The Connecticut town in which my grandfather, my father and I were born changed little over the course of 50 years. Its mills and factories were owned and staffed by Italian, Irish, Polish and German immigrants, its population held steady at about 35,000 and the middle class thrived. In the 1984 election year, more than 98 percent of my town identified itself as white, down one percentage point from the year I was born. I hadn’t known my grandfather was a racist because we never encountered anyone who didn’t look like us.
I didn’t tell anyone else about my desire for a Jackson presidency. I no longer knew whom to trust. I listened for hints of intolerance in everyone I loved, and I feared that I’d love them less for what I heard. My parents raised me on Ezra Jack Keats and Moja Means One, a Swahili counting book. Despite the differences between the characters and me, I saw myself in them and them in me. I’d embraced those differences, and I recognized our shared humanity. But in hindsight, perhaps it’s too easy to love the idea of another when you’ve never shared a reality, just as it’s easier to hate and fear what you don’t know or understand.
My grandfather was right about one thing. A black man became president over his dead body. In the years between the incident on the couch and my grandfather’s death 14 years later, I struggled to understand his perspective. It wasn’t until 2015, when I took a Harvard Implicit Association Test, an online tool to uncover your own biases, that I finally forgave him. I was shocked to discover that I have a “slight racial bias” toward white people. I’ve worked in social justice, in educational programs in ports most affected by the legacy of slavery. As a white woman in what some viewed as a role only a black person should have, I’ve had plenty of hard conversations about race. But it took the IAT to show me that I, like my grandfather, am a product of my time and place, as well as the color of my skin. For the first time, I was able to see myself in my grandfather, and him in me.

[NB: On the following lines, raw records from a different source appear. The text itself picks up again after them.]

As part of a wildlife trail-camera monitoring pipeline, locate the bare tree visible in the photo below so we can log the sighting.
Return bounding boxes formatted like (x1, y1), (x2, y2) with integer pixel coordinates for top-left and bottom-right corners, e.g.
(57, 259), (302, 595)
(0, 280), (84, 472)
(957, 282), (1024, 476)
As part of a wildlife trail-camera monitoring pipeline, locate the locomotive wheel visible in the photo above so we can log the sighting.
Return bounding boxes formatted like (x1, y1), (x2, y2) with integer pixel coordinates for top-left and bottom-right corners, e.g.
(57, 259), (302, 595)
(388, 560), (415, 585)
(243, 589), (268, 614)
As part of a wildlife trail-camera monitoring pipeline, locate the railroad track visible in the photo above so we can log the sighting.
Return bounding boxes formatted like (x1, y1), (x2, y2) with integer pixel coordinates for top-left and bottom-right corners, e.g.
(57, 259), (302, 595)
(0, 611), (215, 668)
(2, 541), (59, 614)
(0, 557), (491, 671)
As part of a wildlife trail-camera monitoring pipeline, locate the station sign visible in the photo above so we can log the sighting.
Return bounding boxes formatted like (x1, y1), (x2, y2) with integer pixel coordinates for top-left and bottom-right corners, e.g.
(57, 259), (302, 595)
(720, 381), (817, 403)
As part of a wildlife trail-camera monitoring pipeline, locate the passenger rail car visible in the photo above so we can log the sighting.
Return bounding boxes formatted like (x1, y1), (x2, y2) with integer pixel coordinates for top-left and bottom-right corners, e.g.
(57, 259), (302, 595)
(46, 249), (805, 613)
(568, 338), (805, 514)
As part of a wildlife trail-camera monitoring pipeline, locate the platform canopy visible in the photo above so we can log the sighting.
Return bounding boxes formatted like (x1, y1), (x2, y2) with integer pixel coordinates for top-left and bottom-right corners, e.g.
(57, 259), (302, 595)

My hometown is now 15 percent less white than it was in 1984, and the old couch is now mine. Its frame is still solid and strong, but the leather has dried and cracked, and I didn’t inherit the family propensity for keeping things the way they’ve always been. I’m sitting now where I sat with my grandfather decades ago, thinking about the things we pass down, intentionally and obliviously. I wish my grandfather had lived to see Obama take office, to talk with me about my votes, to see — even if he couldn’t participate — the world change around him.